Bonaparte was already busy with some papers. He did not turn his head, but said, ‘I had temporarily forgotten what you have been through. Get to bed, then, and I'll see you on my return.'

Nearly overcome with relief, Roger thanked him and stumbled from the room. On leaving the headquarters he almost ran the short distance round to his little house. The door was standing open. Hurrying inside he noticed that, although the fountain was still playing in the small open court, the piles of cushions had been removed from the corners. Vaguely he wondered why. Running upstairs, he found the door of the principal bedroom also open. There was not a stick of furniture in it. Frantically, he yelled for Marbois. There came no reply. The house was empty, and Zanthé gone.

13
The Loves of the Exiled

Scarcely able to believe his eyes, Roger stared about him. Empty of furniture, the room seemed larger than when he had last been in it. For an instant he thought that he might have entered the wrong house; but he had not. He recognised the intricate pattern of the lace-like woodwork of the enclosed balcony that protruded over the narrow street.
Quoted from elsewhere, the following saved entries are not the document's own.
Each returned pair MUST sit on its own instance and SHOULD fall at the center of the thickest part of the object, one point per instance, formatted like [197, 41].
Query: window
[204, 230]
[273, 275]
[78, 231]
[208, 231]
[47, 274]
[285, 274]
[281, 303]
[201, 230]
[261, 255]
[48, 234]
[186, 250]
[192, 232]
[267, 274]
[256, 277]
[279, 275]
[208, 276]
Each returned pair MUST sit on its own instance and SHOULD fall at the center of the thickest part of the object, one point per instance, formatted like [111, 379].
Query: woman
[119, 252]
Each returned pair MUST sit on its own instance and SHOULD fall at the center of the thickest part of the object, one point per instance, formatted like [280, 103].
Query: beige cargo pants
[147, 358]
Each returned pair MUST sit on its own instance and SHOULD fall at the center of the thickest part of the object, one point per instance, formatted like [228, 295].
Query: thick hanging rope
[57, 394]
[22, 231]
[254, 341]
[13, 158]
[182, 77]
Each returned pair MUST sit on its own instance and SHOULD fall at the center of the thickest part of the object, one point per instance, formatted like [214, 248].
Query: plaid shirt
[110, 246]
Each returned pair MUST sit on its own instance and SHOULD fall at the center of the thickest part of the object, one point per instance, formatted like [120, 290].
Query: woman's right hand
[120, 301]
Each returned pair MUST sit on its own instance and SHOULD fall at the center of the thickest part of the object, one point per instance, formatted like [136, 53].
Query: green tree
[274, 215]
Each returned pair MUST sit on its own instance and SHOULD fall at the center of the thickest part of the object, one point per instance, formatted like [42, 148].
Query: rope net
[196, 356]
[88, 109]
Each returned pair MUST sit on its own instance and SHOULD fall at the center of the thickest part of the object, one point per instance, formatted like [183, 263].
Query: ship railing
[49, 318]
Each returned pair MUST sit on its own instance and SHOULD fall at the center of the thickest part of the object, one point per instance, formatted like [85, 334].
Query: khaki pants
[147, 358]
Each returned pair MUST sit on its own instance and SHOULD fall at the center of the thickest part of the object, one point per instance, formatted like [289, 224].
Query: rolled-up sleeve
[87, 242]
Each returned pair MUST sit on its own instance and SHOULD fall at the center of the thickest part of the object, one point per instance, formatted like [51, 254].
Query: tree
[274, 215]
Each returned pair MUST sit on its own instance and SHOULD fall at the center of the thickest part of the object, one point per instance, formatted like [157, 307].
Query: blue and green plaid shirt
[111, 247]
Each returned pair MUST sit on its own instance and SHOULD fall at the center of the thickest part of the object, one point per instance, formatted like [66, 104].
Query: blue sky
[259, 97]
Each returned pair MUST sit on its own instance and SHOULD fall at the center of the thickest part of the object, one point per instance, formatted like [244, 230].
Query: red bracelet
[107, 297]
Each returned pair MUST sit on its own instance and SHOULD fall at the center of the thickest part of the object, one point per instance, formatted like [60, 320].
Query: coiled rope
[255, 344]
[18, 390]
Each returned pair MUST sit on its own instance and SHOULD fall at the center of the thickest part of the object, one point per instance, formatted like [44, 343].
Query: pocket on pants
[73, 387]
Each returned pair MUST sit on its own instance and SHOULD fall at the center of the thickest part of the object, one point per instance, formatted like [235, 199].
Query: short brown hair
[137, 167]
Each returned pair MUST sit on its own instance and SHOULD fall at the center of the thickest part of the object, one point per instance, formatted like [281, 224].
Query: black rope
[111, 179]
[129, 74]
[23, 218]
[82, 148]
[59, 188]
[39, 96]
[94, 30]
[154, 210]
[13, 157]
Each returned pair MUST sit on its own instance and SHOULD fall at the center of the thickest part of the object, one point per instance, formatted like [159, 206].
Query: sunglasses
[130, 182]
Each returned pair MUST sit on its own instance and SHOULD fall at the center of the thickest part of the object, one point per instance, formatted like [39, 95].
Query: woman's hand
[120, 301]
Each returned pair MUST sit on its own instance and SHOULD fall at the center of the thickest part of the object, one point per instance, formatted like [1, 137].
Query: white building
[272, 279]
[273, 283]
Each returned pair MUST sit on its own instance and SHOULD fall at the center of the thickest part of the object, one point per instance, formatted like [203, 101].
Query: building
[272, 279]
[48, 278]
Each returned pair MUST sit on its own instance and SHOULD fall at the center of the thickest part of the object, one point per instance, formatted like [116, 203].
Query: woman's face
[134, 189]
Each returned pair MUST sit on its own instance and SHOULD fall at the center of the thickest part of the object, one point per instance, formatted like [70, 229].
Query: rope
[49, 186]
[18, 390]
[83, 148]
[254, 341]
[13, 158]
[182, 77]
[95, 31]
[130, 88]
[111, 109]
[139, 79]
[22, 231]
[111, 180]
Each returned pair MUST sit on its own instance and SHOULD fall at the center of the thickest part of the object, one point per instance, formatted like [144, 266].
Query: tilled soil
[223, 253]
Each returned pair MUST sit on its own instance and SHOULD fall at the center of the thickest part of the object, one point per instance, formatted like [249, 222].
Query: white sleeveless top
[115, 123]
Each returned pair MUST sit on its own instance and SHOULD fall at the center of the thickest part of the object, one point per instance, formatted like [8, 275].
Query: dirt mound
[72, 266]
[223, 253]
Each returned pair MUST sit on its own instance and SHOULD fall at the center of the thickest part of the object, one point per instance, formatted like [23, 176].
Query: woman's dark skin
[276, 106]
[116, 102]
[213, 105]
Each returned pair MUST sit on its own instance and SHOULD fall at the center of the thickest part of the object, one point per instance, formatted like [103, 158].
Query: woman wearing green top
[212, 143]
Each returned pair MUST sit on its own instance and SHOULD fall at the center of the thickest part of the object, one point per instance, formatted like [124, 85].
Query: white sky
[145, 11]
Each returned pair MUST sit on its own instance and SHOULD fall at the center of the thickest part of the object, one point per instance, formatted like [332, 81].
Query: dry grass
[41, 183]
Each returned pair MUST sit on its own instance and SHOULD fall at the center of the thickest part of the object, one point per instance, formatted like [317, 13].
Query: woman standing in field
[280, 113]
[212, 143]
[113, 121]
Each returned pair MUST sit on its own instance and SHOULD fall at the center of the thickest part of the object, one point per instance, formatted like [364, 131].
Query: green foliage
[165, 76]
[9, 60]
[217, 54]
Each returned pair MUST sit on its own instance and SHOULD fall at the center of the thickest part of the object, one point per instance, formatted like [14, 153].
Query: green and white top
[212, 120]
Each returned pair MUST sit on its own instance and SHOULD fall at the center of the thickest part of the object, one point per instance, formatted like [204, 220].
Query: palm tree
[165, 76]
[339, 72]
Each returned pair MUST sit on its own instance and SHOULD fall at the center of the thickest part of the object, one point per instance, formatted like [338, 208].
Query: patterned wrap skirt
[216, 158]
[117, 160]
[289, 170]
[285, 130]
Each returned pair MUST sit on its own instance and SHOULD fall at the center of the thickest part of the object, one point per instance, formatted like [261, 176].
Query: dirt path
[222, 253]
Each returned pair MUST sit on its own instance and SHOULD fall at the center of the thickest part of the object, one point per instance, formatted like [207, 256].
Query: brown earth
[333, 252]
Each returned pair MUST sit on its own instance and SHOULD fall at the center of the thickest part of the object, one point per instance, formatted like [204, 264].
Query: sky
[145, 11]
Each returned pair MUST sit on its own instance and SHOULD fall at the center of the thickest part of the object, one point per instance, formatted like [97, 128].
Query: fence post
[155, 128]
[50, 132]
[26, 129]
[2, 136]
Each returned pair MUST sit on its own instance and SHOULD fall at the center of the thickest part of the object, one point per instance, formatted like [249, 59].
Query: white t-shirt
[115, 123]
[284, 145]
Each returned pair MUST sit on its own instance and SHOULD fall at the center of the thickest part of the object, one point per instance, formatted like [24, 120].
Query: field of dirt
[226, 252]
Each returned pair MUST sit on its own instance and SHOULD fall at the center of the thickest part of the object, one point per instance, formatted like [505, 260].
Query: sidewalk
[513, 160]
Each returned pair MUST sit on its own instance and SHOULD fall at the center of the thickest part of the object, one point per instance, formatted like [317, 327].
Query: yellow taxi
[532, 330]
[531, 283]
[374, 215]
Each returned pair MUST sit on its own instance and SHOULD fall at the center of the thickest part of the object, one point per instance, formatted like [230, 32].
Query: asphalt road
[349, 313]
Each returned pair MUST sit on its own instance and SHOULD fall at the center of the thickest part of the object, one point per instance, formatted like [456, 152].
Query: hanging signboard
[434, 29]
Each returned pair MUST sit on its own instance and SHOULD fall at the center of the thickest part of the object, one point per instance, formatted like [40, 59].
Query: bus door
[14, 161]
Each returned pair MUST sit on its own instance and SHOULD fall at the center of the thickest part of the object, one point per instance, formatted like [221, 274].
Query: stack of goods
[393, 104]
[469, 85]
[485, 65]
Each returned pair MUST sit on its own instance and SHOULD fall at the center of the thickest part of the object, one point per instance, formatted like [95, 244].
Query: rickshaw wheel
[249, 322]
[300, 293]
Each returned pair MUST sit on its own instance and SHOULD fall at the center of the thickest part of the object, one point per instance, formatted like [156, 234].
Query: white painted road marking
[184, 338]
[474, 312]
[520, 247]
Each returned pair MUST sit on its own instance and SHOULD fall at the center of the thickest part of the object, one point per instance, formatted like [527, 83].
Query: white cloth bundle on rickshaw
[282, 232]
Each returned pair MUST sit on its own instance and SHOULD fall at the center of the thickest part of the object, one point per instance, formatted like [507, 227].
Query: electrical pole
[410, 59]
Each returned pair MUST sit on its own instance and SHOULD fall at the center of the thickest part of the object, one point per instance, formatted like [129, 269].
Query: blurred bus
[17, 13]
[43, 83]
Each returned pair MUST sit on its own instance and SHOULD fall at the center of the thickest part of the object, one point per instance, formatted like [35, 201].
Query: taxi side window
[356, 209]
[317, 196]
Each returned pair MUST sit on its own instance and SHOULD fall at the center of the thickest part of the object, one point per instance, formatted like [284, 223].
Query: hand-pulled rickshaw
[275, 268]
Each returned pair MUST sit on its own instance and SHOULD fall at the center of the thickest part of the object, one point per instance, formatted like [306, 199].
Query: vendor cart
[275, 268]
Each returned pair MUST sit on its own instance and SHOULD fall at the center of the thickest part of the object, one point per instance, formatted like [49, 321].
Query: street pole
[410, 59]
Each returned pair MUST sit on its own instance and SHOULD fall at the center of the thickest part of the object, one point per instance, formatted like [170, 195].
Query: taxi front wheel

Swinging on his heel, he again yelled for Marbois, then for the Arab servants. The echo of his voice came back to him, but no other sound broke the stillness. Pounding down the stairs three at a time he rushed through to the kitchen quarters. There was no one there, the fire was out, the cooking pots had gone and the cupboards stood open. Only some decaying vegetables and a little spilled fat on a stone slab, both now black with flies, showed that the place had ever been occupied.

Still he could hardly credit that he was not suffering from an appalling nightmare. The mental pictures he had been conjuring up of his return to Zanthé were still so clear in his mind that it fought desperately against accepting the fact that he had lost her. After a few minutes he persuaded himself that she would not have fled from him deliberately, and that there must be some other explanation for her disappearance.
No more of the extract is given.